S’il est louable de vouloir simplifier la vie des entreprises, l’enfer est souvent pavé de bonnes intentions. Un (petit) pan de la gargantuesque loi Pacte pourrait se transformer en bombe à retardement pour l’économie française. L’article 9 de ce projet revient sur le périmètre de la mission des commissaires aux comptes qui, sous tutelle du ministère de la Justice, sont chargés de garantir la fiabilité de l’information financière produite par les entreprises ou leurs experts-comptables.
Le principal grief fait à la profession du commissariat au compte serait que leur mission coûte trop aux petites entreprises et les prive ainsi de points de marge nécessaires à leur expansion. En réponse, le gouvernement souhaite relever les seuils d’audit légal pour s’aligner sur les recommandations faites par l’Union européenne.
Vers plus d’opacité
Si ce relèvement des seuils paraît légitime et adapté à la nouvelle démographie des entreprises individuelles en France, le diable se cache dans les détails… Le caractère préjudiciable de l’actuel projet de loi provient surtout du fait qu’elle amènerait à ne plus auditer une partie des structures les plus complexes en France : les entreprises organisées en groupe.
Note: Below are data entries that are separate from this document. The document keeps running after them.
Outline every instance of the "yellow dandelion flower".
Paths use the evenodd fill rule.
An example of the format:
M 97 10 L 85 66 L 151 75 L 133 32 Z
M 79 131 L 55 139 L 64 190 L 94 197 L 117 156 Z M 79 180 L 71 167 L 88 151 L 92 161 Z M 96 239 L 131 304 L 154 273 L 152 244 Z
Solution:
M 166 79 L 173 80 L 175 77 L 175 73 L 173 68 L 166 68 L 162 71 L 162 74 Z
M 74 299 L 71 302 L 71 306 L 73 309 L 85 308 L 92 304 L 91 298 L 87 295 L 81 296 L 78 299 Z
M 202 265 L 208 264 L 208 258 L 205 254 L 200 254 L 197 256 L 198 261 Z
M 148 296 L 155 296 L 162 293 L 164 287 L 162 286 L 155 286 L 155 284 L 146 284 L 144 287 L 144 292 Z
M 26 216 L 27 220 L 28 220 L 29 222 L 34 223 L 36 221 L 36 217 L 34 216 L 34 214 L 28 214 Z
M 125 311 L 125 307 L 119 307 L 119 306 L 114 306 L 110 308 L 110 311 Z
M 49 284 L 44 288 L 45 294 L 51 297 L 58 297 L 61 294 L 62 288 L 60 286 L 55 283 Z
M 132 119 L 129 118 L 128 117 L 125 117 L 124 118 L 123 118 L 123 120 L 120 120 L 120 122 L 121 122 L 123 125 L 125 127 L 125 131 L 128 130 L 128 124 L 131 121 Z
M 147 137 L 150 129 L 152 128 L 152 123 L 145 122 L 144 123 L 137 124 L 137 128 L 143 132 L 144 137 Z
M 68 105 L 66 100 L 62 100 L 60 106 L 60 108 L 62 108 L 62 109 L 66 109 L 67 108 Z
L’opacité engendrée serait loin d’être négligeable, les dernières estimations évaluent à 81.000 le nombre de filiales de groupes qui ne seraient plus auditées. Employeurs significatifs (près de 7,5 millions de salariés), ces ensembles économiques pèsent lourd : 2.900 milliards d’euros de chiffre d’affaires en 2017 (soit plus de 100 % du PIB). Ils participent au développement des sous-traitants et de la distribution via le crédit interentreprises et l’investissement externe. Penser que de telles structures ne seraient soumises à aucun contrôle, interroge sur les risques économiques, sociaux et fiscaux et ses effets sur la transparence, nécessaire au fonctionnement optimal d’une économie moderne.
Effet d’aubaine
Autre point d’inquiétude, le caractère incitatif de la réforme pourrait pousser certaines entreprises à découper leurs activités pour s’organiser en groupe. En effet, si jusqu’à maintenant toutes les entités composant un groupe étaient auditées, seul le holding de tête le serait désormais.
Les conséquences sont doubles. D’une part, la complexité et l’émiettement du tissu entrepreneurial français seront exacerbés avec l’augmentation du nombre de sociétés s’organisant en cascade de holdings. D’autre part, l’image de l’entreprise dans son ensemble risque d’être ternie par un petit nombre d’entre elles tentées par la dissimulation. Le risque d’une éventuelle recrudescence de la fraude fiscale (et le manque à gagner pour les recettes publiques) sera difficile à supporter dans un contexte de nécessaire rééquilibrage des finances publiques.
Sécurité de l’environnement économique
La mission du commissaire aux comptes n’est pas celle de l’expert-comptable. Elle sert à préserver la sécurité de l’environnement économique et donc à protéger les salariés, les actionnaires minoritaires et tous les autres acteurs de la vie d’une entreprise des comportements frauduleux ou des erreurs qui pourraient générer du risque. Elle participe également à la démarche de prévention des difficultés des entreprises. A l’heure où les besoins d’investir des PME sont énormes, elle est essentielle pour rassurer les établissements prêteurs et faciliter la distribution de crédits indispensable au financement des entreprises.
Dans ces conditions, la perte de visibilité sur une portion conséquente du tissu entrepreneurial engendrée par l’article 9 de la loi Pacte (57 % des sociétés commerciales auditées aujourd’hui) pourrait avoir des conséquences négatives lourdes sur l’activité économique française.